Molti ricordano l’anniversario di nascita di Edgar Allan Poe, onorando il 19 gennaio del 1809. Poe morì a soli quarant’anni, in circostanze non del tutto chiare (e con mille congetture ad accompagnarne la dipartita). Nonostante la more prematura, il suo contributo alla storia della letteratura americana e mondiale è stato di straordinaria importanza. Poe ha tentato (con poco successo) di intraprendere in toto la strada dell’artista indipendente, dello scrittore che sbarcasse il lunario direttamente con le royaltes derivanti dai suoi scritti.

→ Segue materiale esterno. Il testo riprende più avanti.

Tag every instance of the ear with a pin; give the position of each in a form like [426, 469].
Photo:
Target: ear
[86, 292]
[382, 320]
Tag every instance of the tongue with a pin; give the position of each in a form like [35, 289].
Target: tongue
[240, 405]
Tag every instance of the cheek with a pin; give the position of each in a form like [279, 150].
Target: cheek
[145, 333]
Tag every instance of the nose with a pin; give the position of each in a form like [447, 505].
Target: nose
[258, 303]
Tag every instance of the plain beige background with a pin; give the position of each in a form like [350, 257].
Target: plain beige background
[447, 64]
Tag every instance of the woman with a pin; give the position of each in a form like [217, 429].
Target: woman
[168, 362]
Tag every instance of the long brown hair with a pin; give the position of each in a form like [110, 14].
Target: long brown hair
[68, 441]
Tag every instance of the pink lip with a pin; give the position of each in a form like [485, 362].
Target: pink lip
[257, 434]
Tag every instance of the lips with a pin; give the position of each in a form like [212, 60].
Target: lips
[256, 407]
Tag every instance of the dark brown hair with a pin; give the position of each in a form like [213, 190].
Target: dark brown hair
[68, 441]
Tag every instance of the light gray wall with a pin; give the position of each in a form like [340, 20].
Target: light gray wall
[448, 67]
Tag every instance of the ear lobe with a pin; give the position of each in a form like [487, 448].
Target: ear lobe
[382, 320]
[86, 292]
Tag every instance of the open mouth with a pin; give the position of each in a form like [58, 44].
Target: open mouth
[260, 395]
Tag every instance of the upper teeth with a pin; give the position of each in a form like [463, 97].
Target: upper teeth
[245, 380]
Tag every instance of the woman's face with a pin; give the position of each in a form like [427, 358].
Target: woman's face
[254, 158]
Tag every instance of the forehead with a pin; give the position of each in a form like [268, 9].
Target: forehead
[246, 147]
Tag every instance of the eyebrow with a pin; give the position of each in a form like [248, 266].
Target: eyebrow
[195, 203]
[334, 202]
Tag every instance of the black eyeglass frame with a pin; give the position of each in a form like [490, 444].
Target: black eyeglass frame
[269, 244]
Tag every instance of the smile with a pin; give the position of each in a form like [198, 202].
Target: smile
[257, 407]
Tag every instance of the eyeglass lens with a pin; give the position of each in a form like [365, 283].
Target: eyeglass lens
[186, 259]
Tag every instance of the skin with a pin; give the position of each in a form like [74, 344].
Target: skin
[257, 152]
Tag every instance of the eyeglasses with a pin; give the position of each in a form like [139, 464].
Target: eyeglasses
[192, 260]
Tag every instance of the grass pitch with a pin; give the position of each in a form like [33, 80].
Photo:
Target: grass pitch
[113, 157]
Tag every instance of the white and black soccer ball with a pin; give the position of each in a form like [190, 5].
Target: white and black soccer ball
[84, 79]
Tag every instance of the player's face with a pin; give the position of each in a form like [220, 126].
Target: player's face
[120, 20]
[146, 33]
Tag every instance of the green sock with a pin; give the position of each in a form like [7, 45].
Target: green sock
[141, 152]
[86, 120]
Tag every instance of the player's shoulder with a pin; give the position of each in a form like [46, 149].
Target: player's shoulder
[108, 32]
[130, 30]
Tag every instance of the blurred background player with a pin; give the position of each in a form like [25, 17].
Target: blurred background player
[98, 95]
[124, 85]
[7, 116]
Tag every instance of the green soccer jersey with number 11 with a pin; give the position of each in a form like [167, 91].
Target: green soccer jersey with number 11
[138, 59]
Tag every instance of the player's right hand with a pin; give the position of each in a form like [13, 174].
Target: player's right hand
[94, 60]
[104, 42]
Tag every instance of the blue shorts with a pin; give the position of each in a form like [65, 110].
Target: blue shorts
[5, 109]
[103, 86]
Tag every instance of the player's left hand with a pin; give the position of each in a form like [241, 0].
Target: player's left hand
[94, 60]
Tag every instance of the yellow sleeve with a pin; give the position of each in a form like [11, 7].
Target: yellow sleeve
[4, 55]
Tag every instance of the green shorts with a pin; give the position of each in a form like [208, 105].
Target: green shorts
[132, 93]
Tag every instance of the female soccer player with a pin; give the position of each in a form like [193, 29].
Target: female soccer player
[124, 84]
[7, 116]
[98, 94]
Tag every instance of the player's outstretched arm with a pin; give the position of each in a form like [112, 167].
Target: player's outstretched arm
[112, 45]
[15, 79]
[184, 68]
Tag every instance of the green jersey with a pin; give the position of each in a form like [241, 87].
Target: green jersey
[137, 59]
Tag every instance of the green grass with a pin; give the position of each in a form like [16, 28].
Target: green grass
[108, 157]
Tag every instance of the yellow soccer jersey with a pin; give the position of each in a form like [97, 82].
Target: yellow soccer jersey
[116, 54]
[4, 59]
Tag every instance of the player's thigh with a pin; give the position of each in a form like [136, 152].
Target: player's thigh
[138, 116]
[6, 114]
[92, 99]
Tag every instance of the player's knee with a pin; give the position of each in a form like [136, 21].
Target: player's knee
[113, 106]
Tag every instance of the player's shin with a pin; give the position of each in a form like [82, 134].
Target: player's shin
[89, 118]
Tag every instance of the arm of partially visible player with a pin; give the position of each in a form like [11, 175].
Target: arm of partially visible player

Ero dunque arrivato a concepire un corvo, uccello del malaugurio, che ripetesse monotonamente quella sola parola,
Nevermore
Recensore spietato, eppur critico letterario sensibilissimo e attento, con il saggio sulla Poesia dedicata alla sua celeberrima composizione Il Corvo, Poe ha lasciato prova di una lucidità straordinaria intorno ai processi creativi che navigano sul mistero della ispirazione e della scrittura poetiche.
Un piccolo mito, un grande fraintendimento
Con la stessa lucidità, alla cura di un congegno perfetto, Poe ha scritto i suoi racconti del terrore. Invero racconti angoscianti e paurosi, impareggiabili: Il cuore rivelatore, il Pozzo e il Pendolo, La Caduta della Casa degli Usher, Il gatto nero e tanti altri; Poe è artefice di archetipi letterari di infinite possibilità, e giustamente definito il padre della letteratura horror. Il paradosso, le situazioni allucinanti createsi nella narrazione, l’angoscia profonda ribadita da una finezza psicologica costante, certamente indicano – fuori da ogni dubbio e strano mito che circola nelle scuole – che Poe riscrivesse le proprie angosce e le manie lungi dalla sua vita di alcolizzato e drogato. Rigettando il mito dello scrittore maledetto che debba sempre essere intrecciato a una storia di droga e dipendenza.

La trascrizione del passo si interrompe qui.